Sporophyte Morphology
Capsules can be exserted, whereby the seta is longer than the leaves and it is easily seen towering above the plant. In contrast, the capsules may be immersed whereby the capsule is buried within the leaves.


Above Left: Ditrichum pallidum produces tall, golden seta and is called golden thread moss. Above right: Pleuridium subulatum has immersed capsules that are buried in its leaves.
When a capsule is forming, it is protected by maternal tissue called a calyptra. Calyptrae come in two major shapes: cucullate and mitrate. It can be covered in hairs, or it can be naked. Some are large and cover most of the capsule, while others are small and merely sit at the top.

Cucullate calyptrae are split up the side. These are the sporophytes of Leucodon julaceous.
Mitrate calyptrae are not split up the side. They may have a solid bottom, or they may be lobed. These are the sporophytes of Ptychomitrium incurvum.

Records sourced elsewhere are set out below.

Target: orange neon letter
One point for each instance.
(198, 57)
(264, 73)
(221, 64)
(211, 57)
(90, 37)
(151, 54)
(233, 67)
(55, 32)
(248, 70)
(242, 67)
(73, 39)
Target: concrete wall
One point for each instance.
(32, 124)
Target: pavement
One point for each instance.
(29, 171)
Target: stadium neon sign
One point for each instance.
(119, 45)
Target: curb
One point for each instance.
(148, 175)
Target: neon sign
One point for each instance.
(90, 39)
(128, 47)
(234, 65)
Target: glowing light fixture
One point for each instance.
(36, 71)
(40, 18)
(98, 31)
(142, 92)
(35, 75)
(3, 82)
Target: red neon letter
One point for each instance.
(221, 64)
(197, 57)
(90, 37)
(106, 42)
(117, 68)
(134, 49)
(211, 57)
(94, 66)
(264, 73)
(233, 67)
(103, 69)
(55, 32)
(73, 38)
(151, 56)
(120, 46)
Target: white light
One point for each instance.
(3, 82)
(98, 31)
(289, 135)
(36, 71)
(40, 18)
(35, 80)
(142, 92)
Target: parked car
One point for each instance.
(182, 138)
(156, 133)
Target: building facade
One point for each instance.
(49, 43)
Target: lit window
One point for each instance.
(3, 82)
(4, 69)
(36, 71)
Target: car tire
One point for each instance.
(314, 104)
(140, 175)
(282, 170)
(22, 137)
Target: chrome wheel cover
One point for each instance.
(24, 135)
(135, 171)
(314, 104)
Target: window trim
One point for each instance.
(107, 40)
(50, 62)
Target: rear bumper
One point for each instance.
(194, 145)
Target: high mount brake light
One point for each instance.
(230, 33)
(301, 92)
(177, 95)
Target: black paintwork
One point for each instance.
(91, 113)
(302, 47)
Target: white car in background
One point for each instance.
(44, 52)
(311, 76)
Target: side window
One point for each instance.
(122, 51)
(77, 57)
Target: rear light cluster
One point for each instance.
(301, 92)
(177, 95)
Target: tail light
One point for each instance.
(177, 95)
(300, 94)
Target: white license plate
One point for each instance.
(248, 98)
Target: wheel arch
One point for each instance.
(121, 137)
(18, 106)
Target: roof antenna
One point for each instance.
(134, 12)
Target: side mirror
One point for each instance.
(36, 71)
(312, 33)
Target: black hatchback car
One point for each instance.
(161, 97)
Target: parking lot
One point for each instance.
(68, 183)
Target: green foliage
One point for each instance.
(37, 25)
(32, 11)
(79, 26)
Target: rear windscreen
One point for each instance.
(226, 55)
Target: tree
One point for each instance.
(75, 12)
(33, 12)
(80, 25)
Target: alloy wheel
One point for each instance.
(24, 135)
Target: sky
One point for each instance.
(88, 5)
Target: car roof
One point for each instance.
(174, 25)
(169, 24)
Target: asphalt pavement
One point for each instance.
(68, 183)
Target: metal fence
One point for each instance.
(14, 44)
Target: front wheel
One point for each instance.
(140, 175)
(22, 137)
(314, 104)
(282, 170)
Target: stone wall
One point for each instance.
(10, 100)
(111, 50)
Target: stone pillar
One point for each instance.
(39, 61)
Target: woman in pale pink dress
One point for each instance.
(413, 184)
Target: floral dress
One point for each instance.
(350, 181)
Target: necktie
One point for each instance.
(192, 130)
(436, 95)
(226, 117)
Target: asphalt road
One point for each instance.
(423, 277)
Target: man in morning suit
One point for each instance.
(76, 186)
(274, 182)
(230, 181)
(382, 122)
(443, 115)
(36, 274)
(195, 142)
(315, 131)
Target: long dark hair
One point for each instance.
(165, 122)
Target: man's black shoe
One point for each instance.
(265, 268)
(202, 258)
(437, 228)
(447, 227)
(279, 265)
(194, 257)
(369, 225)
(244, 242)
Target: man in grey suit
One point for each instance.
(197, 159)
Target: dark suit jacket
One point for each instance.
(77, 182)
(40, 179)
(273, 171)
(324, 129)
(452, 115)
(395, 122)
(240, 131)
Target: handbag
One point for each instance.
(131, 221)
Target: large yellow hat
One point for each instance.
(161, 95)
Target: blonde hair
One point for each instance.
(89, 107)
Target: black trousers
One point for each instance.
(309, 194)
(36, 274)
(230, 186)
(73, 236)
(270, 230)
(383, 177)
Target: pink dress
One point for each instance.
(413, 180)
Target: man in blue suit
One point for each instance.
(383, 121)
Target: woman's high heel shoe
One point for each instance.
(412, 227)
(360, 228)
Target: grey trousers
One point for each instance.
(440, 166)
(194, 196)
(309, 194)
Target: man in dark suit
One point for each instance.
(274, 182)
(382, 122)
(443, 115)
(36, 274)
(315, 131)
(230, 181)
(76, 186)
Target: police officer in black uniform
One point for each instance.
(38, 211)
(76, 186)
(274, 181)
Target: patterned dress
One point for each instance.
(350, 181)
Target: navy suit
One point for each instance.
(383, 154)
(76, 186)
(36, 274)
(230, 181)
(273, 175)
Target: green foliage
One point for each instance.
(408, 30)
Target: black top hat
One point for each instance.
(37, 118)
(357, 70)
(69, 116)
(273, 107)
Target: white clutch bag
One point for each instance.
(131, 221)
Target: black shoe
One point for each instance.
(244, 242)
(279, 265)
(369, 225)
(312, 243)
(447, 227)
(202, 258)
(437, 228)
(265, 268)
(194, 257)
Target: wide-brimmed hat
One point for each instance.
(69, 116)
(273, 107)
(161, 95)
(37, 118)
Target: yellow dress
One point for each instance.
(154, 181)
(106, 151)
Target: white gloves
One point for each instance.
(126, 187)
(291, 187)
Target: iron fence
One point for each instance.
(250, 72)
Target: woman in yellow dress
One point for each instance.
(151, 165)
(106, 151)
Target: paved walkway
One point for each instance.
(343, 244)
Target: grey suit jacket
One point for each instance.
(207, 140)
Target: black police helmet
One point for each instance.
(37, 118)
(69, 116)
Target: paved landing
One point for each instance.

Above left: A Polytrichum species sports a cucullate calyptra that is covered in hairs. Above right: Schistidium viride has a tiny lobed mitrate calyptra that barely covers the top of the capsule.
When the calyptra falls off, one can clearly see the operculum at the top of the capsule, if there is one. The operculum can be viewed as a cap that will eventually fall off, allowing the spores to be released. The operculum comes in various shapes and styles.

From left to right: flat; conic; conic/apiculate; rostrate
After the operculum falls off, you might see what look like teeth. This is called the peristome. There can be two sets, with the outer set called the exostome, or simply teeth, and the inner set called the endostome, or segments. They can be various lengths and vary in numbers. The peristome can help regulate the release of the spores, with some species being able to open and close them with changes in humidity.



Above left: The teeth of an Atrichum species are curled shut. Above middle: The large teeth of a Schistidium species are reflexed wide open. Above right: The teeth of Tortella humilis are long and twisted around each other.

Some species such as Physcomitrium pyriform, lack a peristome. The capsule remains open to the environment and resembles an urn or wine goblet when mature.